On a midsummer night, as a festive neighborhood party is taking place, preteen Pip discovers her thirteen-year-old sister Grace lying unconscious and bloody in a hidden corner of a lush rose garden. What really happened to her? And who is responsible?
Dark secrets, a devastating mystery, and the games both children and adults play all swirl together in this gripping novel, packed with utterly believable characters and page-turning suspense.
What I Say....I've read a few of Lisa Jewell's books, and I always love the complicated family dynamics that are her hallmark. The Girls in the Garden definitely shows her mark.
The story starts out with Pip finding her sister unresponsive, with her clothing pulled off of her in the middle of the park after dark, but then quickly backtracks into the months prior to the attack.
Pip and Grace's father has had a schizophrenic break, burning their house down before he was committed to a mental health facility. This leads to them moving into a small home backed up to the communal park shared by many families.
The girls quickly befriend the hippie family with three strange, homeschooled daughters who roam the park freely - kind of like free range parenting. Add in another little girl, who is jealous of the attention the new arrivals are receiving and a cute boy, and you are set up for pre-teen hormones and drama.
Adding to the weirdness is the fact that most of the kids parents also grew up in these houses, and one of their friends was killed when they were all teens.

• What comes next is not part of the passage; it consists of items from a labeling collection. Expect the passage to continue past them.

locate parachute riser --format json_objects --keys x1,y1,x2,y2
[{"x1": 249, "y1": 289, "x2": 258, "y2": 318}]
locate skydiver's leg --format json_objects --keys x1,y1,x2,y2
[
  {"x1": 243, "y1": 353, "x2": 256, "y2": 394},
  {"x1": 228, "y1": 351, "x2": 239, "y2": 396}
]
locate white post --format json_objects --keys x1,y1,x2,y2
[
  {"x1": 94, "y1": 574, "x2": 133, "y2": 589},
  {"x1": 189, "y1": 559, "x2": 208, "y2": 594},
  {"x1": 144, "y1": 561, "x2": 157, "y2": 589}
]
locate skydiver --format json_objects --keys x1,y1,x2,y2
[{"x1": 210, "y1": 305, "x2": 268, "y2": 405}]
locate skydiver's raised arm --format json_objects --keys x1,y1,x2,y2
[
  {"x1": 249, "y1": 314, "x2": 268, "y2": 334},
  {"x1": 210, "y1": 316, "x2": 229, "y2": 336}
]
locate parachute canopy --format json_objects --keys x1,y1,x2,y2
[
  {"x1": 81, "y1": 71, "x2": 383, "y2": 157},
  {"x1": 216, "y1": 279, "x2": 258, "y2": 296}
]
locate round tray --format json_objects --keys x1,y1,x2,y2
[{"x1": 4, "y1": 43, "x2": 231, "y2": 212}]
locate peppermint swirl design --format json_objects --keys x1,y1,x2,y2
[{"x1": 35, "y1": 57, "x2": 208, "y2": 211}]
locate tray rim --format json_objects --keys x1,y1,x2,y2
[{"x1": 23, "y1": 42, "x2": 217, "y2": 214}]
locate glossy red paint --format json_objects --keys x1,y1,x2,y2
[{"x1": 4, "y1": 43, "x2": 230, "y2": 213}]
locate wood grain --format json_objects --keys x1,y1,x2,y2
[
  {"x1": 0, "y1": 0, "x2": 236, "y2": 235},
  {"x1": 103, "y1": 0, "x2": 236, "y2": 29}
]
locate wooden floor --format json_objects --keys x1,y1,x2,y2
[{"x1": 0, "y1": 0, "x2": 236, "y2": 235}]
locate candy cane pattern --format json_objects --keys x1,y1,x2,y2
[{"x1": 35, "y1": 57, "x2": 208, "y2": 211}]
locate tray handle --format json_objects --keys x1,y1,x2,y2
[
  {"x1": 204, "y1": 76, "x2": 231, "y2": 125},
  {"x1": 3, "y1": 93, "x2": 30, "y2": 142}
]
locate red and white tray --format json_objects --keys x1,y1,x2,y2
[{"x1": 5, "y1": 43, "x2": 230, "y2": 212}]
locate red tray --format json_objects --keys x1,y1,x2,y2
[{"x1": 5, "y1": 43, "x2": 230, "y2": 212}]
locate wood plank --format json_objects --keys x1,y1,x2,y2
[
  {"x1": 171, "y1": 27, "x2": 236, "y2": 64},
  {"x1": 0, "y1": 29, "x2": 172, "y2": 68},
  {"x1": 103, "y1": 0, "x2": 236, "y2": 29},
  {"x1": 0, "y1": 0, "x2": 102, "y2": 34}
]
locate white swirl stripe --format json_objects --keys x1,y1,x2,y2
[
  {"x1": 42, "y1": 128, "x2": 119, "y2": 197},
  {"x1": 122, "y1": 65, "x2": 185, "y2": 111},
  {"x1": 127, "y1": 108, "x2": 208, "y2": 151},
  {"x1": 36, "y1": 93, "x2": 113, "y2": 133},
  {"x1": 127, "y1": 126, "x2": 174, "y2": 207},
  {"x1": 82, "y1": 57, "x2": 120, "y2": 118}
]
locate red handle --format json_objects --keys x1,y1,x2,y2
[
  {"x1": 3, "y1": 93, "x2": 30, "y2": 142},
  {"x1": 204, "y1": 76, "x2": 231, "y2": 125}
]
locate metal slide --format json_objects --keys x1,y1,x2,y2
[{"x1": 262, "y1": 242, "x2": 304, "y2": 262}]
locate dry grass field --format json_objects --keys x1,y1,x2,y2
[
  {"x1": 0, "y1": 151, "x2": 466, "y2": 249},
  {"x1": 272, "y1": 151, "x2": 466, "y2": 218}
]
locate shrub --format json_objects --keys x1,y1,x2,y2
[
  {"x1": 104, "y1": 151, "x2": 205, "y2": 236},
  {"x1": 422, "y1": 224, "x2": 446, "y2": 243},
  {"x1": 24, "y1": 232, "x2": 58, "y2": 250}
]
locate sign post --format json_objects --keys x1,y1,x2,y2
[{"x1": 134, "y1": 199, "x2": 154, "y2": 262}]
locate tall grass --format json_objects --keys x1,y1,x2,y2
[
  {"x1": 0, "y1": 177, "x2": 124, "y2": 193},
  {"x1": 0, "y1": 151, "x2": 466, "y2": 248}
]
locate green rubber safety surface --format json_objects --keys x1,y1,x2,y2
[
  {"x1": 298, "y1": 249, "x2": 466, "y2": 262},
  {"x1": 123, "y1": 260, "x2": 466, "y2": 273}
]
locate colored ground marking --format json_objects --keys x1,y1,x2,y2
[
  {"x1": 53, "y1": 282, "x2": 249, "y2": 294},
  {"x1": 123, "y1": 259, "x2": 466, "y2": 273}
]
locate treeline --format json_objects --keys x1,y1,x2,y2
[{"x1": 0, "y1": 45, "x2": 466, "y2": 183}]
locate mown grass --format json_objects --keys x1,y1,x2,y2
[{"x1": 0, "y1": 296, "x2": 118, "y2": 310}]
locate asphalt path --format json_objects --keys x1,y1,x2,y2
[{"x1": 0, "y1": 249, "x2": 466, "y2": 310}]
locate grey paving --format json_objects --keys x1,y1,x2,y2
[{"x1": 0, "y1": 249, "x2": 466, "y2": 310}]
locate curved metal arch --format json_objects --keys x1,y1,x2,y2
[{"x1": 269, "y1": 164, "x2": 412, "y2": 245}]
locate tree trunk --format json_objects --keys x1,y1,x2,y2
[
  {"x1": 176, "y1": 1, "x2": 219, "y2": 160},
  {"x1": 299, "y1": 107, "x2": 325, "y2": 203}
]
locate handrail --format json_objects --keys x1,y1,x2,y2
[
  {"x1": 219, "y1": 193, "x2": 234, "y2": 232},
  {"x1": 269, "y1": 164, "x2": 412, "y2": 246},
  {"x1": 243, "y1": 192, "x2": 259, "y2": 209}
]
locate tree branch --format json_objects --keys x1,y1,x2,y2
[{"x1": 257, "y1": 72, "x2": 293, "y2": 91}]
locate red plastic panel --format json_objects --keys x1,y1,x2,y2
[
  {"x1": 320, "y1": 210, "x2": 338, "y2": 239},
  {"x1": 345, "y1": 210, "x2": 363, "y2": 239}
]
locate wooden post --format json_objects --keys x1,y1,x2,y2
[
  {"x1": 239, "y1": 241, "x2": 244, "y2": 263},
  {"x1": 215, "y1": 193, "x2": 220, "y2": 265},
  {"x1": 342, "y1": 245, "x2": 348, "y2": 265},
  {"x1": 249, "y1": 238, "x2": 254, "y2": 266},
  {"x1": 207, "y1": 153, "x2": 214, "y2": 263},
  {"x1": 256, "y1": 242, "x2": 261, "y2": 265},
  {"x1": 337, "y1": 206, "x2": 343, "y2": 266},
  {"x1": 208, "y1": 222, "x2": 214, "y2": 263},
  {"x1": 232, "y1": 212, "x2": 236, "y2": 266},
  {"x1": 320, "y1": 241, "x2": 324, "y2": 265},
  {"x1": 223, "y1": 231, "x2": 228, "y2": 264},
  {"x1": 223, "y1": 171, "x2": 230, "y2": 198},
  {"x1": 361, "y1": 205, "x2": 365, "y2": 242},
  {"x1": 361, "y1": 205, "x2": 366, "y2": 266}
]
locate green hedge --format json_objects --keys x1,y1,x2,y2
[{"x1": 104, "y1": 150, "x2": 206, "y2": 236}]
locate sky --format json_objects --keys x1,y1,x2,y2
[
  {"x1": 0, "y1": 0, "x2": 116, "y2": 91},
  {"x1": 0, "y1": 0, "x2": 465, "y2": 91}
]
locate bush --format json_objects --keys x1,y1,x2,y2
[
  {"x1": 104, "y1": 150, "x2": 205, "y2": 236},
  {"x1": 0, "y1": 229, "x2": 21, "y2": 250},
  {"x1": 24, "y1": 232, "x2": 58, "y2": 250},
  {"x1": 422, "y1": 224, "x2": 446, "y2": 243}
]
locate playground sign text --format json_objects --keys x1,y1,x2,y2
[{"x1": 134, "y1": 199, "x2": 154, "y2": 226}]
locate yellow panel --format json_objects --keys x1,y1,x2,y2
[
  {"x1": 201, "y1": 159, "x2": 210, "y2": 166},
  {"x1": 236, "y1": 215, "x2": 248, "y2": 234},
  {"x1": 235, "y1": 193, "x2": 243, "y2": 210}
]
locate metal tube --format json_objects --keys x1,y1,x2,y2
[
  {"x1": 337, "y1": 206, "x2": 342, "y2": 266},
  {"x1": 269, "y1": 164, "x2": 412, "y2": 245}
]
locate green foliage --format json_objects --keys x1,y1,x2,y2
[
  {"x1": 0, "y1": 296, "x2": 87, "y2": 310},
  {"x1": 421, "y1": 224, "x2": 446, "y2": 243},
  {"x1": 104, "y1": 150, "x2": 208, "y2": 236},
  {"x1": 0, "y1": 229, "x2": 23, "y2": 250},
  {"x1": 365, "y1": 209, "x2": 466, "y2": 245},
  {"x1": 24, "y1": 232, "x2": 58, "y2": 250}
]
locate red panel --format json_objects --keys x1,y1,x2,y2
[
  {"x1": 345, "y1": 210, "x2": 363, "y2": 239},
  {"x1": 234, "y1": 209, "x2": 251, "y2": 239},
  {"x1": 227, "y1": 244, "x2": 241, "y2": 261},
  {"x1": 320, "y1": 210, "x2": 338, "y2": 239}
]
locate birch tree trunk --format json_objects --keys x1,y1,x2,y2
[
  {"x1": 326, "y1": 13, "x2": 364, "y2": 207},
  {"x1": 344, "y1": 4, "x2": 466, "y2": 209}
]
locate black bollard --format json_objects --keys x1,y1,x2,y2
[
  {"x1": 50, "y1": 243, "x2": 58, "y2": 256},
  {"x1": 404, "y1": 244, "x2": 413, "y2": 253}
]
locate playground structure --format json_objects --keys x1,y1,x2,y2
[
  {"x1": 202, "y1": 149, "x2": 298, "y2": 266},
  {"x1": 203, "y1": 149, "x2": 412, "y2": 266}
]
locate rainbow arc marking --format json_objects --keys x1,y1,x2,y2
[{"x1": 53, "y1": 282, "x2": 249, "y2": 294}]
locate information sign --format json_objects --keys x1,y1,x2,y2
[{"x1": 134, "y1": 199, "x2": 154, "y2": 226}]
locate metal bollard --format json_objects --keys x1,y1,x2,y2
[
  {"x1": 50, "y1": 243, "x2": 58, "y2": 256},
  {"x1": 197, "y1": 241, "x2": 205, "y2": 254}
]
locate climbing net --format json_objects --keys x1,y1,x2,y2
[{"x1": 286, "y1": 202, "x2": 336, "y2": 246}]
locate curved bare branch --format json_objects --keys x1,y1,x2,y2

The mystery was never solved, and they all still seem to suspect each other's involvement in some latent way.
Adele and Leo have his father staying with them while he has a foot amputated due to diabetes, and he is a perv, and just a generally awful human. Leo is a bit of a question mark, you wonder how far the apple falls from that tree, and he has a history of liking pretty young girls. And Adele seems to live in lala land, so you can't be sure she has a solid grasp on anything happening right under her nose.
I enjoyed the book and it was very complicated, as all relationships tend to be, but I do feel that at the end, it was all wrapped up too quickly and too neatly.